I've said hello to Uncle Jack and to Cousin Alf, don't forget to remember me to all the rellies on the outside, and tell them we'll be having a knees-up down the Queen's Garter a week or so before Christmas.  I could go a pint right now, come to think of it.  All we get in here is bloody weak tea, too weak to crawl out of the sodding teapot.

I suppose you'll be wanting to know what happened, the real truth like.  Well, the beak found me guilty, even though I told the 'ole truth and nothing but.  But I know you'll believe me, Mum.

Well, first of all, it was a horrible big mistake, I went into the wrong bleeding house, didn't I?  Them terrace houses all look alike in the dark, how was I to know it was number 55, not number 57?  I thought Bren had changed the lock when me key didn't work, so I gave it a bit of help like, and went in.  I thought I'd surprise her, so I got undressed downstairs and crept up the old apples as quiet as a mouse in church. 

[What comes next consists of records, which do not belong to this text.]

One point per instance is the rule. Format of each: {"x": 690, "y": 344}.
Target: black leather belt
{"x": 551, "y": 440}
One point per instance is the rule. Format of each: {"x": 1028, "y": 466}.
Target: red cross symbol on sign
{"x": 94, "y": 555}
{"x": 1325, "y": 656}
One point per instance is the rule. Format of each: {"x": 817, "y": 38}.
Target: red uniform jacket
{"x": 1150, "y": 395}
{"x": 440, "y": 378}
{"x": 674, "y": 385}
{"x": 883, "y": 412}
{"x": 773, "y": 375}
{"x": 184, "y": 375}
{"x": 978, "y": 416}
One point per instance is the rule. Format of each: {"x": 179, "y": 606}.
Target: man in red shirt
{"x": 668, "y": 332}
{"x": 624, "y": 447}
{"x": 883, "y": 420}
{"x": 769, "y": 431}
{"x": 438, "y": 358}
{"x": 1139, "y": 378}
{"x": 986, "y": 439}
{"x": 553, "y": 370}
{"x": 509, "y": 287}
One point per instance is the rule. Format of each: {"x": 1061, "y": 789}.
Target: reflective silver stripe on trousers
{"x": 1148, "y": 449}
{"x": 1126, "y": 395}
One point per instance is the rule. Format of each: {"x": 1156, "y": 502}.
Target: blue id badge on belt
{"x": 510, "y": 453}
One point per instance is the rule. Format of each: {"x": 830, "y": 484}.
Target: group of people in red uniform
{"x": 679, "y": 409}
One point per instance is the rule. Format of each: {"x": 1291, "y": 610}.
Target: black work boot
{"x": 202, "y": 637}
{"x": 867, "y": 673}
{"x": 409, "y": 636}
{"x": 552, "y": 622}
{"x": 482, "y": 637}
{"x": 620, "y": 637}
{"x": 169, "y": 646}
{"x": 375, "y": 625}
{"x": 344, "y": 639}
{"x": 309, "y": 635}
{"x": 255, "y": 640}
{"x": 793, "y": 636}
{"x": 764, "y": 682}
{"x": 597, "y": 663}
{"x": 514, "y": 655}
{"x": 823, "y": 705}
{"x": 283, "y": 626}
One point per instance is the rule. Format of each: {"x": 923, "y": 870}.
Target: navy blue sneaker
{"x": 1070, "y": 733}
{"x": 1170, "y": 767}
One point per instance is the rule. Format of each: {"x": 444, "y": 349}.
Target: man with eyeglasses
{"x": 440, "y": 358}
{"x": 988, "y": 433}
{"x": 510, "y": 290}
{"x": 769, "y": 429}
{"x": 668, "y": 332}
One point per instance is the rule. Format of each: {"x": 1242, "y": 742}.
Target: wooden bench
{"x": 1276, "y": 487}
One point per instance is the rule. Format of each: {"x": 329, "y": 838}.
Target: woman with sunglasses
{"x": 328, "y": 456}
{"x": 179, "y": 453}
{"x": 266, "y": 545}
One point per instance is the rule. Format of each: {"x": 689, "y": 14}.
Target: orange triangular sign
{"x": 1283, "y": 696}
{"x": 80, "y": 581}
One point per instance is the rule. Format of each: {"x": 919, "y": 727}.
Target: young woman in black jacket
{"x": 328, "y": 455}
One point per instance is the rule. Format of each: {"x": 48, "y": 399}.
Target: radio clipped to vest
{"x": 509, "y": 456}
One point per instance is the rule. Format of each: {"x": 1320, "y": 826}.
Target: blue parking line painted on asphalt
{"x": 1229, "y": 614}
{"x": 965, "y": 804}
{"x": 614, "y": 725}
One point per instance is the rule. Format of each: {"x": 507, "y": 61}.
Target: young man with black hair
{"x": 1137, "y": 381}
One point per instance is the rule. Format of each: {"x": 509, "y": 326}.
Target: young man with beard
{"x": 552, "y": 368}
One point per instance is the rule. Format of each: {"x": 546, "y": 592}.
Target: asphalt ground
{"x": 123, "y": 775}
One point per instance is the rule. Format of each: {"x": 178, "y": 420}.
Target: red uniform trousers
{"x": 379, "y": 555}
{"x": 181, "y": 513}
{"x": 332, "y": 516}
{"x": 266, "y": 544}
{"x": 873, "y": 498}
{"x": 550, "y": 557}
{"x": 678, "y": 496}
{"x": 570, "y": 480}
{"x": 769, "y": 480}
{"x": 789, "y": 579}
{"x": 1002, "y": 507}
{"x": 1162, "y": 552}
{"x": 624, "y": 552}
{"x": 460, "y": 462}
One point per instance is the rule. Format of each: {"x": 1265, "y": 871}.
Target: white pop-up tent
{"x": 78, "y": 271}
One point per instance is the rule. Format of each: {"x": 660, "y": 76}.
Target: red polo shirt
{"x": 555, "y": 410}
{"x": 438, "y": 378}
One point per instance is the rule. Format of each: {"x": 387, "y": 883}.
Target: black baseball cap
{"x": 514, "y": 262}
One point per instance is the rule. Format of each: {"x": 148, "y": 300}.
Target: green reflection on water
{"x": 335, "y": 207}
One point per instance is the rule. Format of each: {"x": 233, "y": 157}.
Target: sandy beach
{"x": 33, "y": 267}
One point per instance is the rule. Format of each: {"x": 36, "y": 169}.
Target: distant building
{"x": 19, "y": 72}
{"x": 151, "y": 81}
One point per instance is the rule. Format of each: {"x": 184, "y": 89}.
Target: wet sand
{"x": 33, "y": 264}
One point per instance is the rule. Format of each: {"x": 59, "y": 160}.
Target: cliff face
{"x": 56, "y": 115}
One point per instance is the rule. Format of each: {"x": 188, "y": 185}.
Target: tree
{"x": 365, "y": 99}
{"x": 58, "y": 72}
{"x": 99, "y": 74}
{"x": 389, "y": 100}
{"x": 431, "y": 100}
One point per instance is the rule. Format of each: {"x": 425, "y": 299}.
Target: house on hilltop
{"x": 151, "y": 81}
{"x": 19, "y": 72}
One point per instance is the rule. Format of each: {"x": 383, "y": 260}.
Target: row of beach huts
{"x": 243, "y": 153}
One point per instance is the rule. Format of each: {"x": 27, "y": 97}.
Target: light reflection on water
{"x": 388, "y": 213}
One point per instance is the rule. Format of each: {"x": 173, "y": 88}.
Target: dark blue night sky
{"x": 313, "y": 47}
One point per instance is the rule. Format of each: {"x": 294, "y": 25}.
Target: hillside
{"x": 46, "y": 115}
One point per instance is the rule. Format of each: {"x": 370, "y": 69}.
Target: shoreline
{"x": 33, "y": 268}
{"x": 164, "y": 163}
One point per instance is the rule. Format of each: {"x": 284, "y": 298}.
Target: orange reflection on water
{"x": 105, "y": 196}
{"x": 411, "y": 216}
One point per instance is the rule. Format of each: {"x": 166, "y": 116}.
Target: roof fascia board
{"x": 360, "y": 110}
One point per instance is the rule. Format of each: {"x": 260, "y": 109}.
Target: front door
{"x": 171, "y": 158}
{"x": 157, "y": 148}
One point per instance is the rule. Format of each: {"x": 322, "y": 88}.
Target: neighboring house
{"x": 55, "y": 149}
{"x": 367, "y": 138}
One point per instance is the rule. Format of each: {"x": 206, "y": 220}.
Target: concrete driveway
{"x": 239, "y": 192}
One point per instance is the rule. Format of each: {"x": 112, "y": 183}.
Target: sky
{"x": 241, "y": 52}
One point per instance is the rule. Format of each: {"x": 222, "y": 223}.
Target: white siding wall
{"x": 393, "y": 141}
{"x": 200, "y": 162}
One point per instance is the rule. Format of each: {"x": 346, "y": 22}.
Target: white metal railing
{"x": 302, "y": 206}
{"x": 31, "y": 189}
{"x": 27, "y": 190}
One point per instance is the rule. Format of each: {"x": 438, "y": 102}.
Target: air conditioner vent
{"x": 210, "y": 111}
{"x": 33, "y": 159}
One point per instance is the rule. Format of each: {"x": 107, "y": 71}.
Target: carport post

Yeah, I know it was wrong, but if I could just have a few words with her I knew I could get her to drop the charges against me.  After all, I didn't exactly give her that black eye on purpose.  I know she'd been seeing Tiny Wallace on the side, but I only meant it to be a clip round the ear, but she sort of ducked and copped a real shiner.

Anyway, I hopped into bed, and all hell broke loose.  She screamed, and all the lights went on, and suddenly the bloody bedroom was as full of bluebottles as a summer picnic, all yelling and grabbing at me, with their bloody truncheons at the ready.

Well, you could have knocked me over with a feather!  It wasn't Bren, and it wasn't her bedroom!

Well, they charged me with breaking and entering, assault and attempted rape of the skinny old cow whose bed I'd jumped into, but Jesus Christ, I'd have to be desperate!  Turned out her old man had threatened to do her in, so the fuzz were staked out at her house that night, just my luck!  When she saw I wasn't her old man, she went into hysterics, and I wanted to slap her across the face to shut her up, like they do in the movies, but the fuzz wouldn't let me.

Then when Bren heard the commotion from next door, she came belting out and added her two penn'orth, said I'd assaulted her too.  Well, that was it, and I was down the nick before you could do the Lambeth Walk.  It was worth it to get away from that screeching old harridan!  Still, they didn't believe a word I told them, so here I am.

Chin up, Mum, it ain't forever, so put the kettle on halfway through December, and pop a hot water bottle in me bed.

See you for Christmas,

Your loving son,

P.S.  Yeah Mum, I can hear you saying it again, stay away from Bren, she's nothing but trouble, but I really fancied her, you know?

Anyway, you've got your wish.  After that night I don't want nothing more to do with her.  After all, it was her bloody fault I literally got caught with me pants down!